This week in our editorial we are thanking all those who had a part to play in the cancellation of the virtual Carnival which can only serve Grenada well. From listening to the support of that decision from the many callers on radio programmes, one can only conclude that it’s popular and has gone down well with the masses.
While no in-depth reason was given for the cancellation, the Prime Minister who was a guest on GBN’S programme said that the two public holidays which are normally set aside for Carnival activities in August will not be allowed this year. Prime Minister Mitchell took the bold stand to proclaim that we can’t have it because if we do some people will use it to have fun and go against the much needed protocols that are in place to save our lives. The record has shown so far that people are throwing caution to the wind. Only last week a group of people were arrested in St James after being warned by the Police. They came out in their numbers to “practice their Jab Jab for J’Ouvert”.
Of interest here to note is a caller who was appealing to media houses to stop designing their programmes to put Carnival in the psyche of the people. The caller noted that the Government is going one way while the public is going another way. It was his belief that media houses are spurring people on to hold activities where people are assembling without the 6ft social distancing and even masks. He believes that the music and programming on the air should be designed to complement the protocols that are now in place. It is our hope that his suggestion will not fall on deaf ears and the media will at least try to calm the nation.
The virtual Carnival activities that were being planned, did its share to add to the temptation of ‘getting on wassie’ as we say in Grenada. So it’s a big relief when it was announced that they were cancelled. Imagine the television set in a village rum shop showing the virtual Carnival shows and everybody drinking rum. It is not hard to imagine the behavior that would follow now that the limited curfew is lifted and people are free to roam. Even the fatal accident during the week should drive the point home that we can all do with some ‘calming down time.’

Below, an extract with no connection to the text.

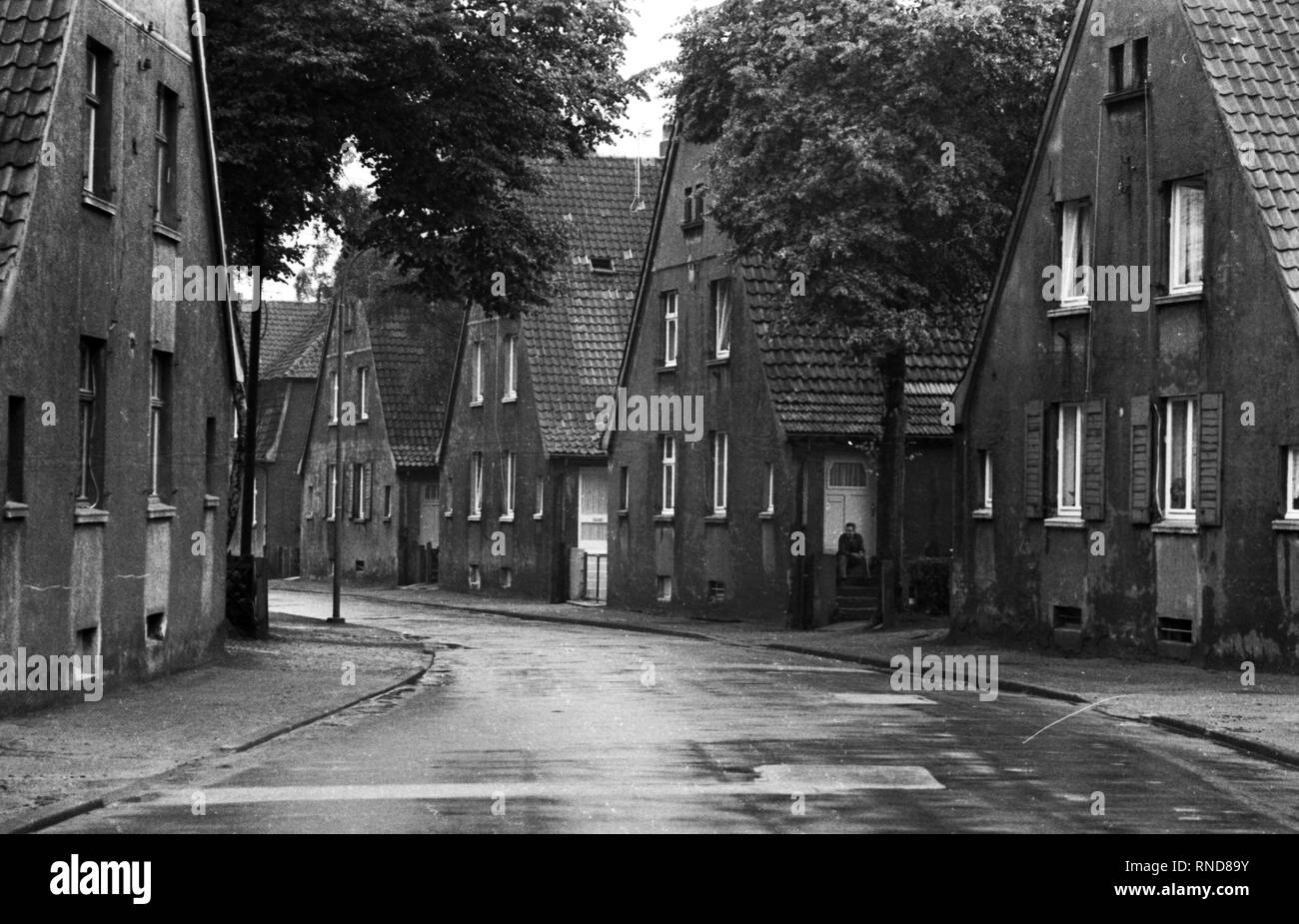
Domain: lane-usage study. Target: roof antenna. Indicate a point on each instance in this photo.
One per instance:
(638, 204)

As the Prime Minister said “We better be safe than sorry.” He also said that he did not enjoy being the bearer of the bad news that we have to forego the Monday holiday, half-day Tuesday, but hopefully next year we’re going to have a bumper time. The time has come for people to pay attention to their attitudes and practices as it relates to COVID-19. Each of us must play our part in saving lives in Grenada. Globally COVID-19 has infected over 13 million people and killed more than half a million.
In the Caribbean region, over 20,000 people have been infected with over 800 deaths. These numbers continue to increase daily. While no deaths have occurred in Grenada, with our borders opening locally, regionally and internationally, there is an increased chance for infection rates to increase with deaths occurring. Let us all try to at least minimize the impact of COVID-19. We know that drinking too much alcohol comes with the Carnival mood and the Drug Avoidance Secretariat has warned us time and time again that the consumption of alcohol can impede our judgement. Can we afford that in this time of COVID-19?

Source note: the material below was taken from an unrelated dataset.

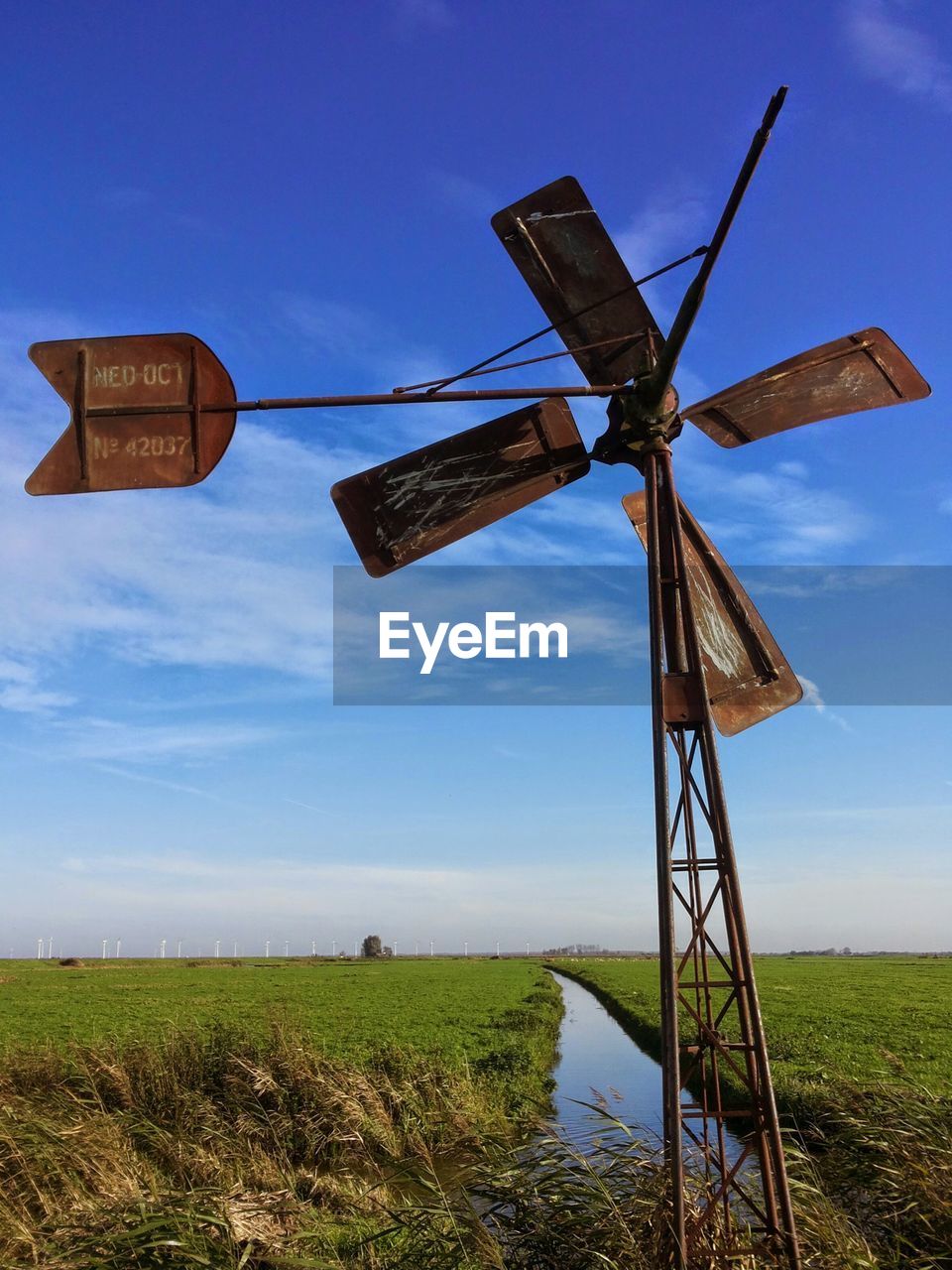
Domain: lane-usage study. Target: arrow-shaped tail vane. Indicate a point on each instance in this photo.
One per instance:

The Police have their hands full as people continue to break the law. They are even seeing the unexpected. Imagine that group of young people who decided to have a party on the beach and those who decided to play Jab Jab. Is it really the education system that has let us down so badly that we are now seeing youngsters devoid of the ability to reason and make good decisions? Here we are referring to those that continue to ignore the new-normal.
The Government has indicated its intention to have both Houses of Parliament consider the revocation of Carnival Monday and Tuesday as National Holidays this year. A bill has already been drafted that is expected to be brought before the House of Representatives when it meets next week Wednesday. It will then be taken to Senate, and it is our hope that it will be passed into law. We do not need a Carnival Monday and Tuesday this year.
Prime Minister Dr the Rt Hon Keith Mitchell also revealed the serious impact of the COVID-19 pandemic on our economy, and said that Government is keen to see the nation return to full productivity as businesses have suffered during the lockdown period. This resulted in Government experiencing a significant reduction in revenue. Therefore, with the cancellation of Carnival this year, the prudent thing to do is to use those days productively. The intention is not to disregard the importance of culture, but against the backdrop of our individual and collective losses in this pandemic, we must now seek to capitalize on every opportunity to revitalize the economy.